A new long-term analysis from the Women's Health Study provides important clarity on how lipoprotein(a) levels relate to cardiovascular risk in otherwise healthy women and at what levels that risk becomes clinically meaningful.
For the study, published in JAMA Cardiology, corresponding author Ask Tybjærg Nordestgaard, MD, of the Division of Preventive Medicine at Brigham and Women's Hospital in Boston, and colleagues followed 27,748 female health professionals who were free of cardiovascular disease, cancer, and major chronic illness at baseline. The researchers also analyzed 23,279 women of European ancestry with genetic data for a variant known to influence lipoprotein(a) (Lp[a]) levels. Participants had their Lp(a) levels measured in the early 1990s and were then followed for nearly 28 years, with health outcomes tracked through January 2023. During follow-up, researchers documented 3,707 major cardiovascular events among women with Lp(a) measurements and 3,165 events among those with genotype data.

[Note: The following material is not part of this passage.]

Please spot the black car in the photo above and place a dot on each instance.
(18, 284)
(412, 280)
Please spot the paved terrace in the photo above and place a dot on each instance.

Women with Lp(a) levels greater than 30 mg/dL—roughly the 75th percentile—had a higher 30-year risk of major cardiovascular events and coronary heart disease, even after adjusting for traditional risk factors. The most clinically significant findings were seen in women with Lp(a) levels equal to or greater than 120 mg/dL, corresponding to the top 1% of the population. Compared with women with Lp(a) less than 10 mg/dL, those in this highest category had a 54% higher risk of major cardiovascular events, 80% higher risk of coronary heart disease, and 63% higher risk of cardiovascular death. The association with ischemic stroke was elevated at 41% but did not reach statistical significance.
When analyzed by percentiles, women above the 99th percentile (equal to or greater than 131 mg/dL) showed similar or stronger associations: 74% higher risk of major cardiovascular events, more than double the risk of coronary heart disease, 85% higher risk of ischemic stroke, and 86% higher risk of cardiovascular death.
Among women with genetic data, carriers of the rs3798220 minor allele, a variant known to raise Lp(a), had a 27% higher risk of major cardiovascular events compared with noncarriers, reinforcing the contribution of genetically driven Lp(a) elevation to lifetime risk.
The researchers noted that the findings may not apply to patients of non-European ancestry and that the results should also be confirmed in men.
"We believe our findings for 30-year cardiovascular risk support the case for screening for elevated [Lp(a)] among healthy [patients], as recommended in some guidelines," they wrote. "Most importantly, such screening could help identify [patients] with very high [Lp(a)] levels, as these [patients] may benefit from primary preventive efforts, including possible future [Lp(a)]-lowering therapies."
The Women's Health Study was supported by grants from the National Heart, Lung, and Blood Institute and the National Cancer Institute.
Dr. Nordestgaard reported grants from The Independent Research Fund Denmark during the conduct of the study.